Panjasawatwong Krit, Lin Peirong, Karimi Nika, You Jing, Sessler Daniel I
Department of Outcomes Research, Anesthesiology Institute, Cleveland Clinic, 9500 Euclid Ave P77, Cleveland, OH, 44195, USA.
Departments of Quantitative Health Science, Cleveland Clinic, 9500 Euclid Ave P77, Cleveland, OH, 44195, USA.
J Anesth. 2017 Feb;31(1):111-119. doi: 10.1007/s00540-016-2273-3. Epub 2016 Oct 31.

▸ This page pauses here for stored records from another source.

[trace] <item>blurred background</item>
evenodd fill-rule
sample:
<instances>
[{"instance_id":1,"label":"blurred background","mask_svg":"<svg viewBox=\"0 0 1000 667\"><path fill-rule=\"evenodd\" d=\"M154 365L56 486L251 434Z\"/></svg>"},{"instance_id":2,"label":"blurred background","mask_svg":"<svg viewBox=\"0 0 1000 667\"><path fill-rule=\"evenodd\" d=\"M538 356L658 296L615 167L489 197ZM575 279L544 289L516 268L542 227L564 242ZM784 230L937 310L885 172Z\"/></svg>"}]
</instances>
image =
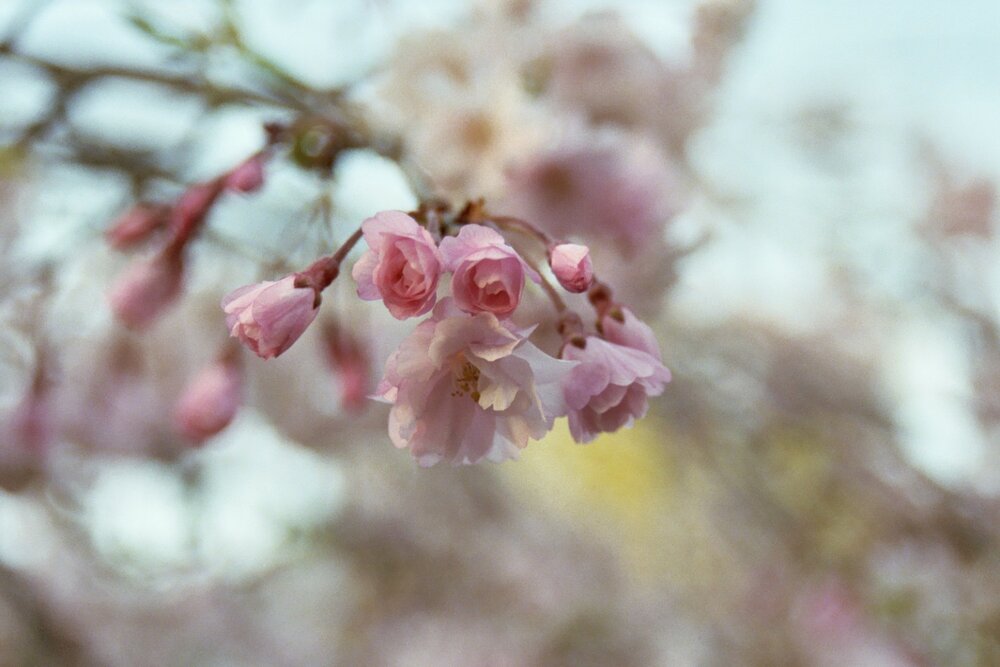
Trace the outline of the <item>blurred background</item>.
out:
<instances>
[{"instance_id":1,"label":"blurred background","mask_svg":"<svg viewBox=\"0 0 1000 667\"><path fill-rule=\"evenodd\" d=\"M998 44L995 0L0 0L0 664L1000 664ZM122 214L279 135L117 323ZM635 428L417 468L342 279L178 434L224 294L480 196L654 326Z\"/></svg>"}]
</instances>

When physicians become patients, they may expect special privileges, extra attention from caregivers, and non-routine treatments. Consequently, physician patients may not be treated per routine-which possibly worsens care rather than improving it. We thus tested the primary hypothesis that in-hospital mortality and major complications after non-cardiac surgery are more common in physician patients than in non-physician patients.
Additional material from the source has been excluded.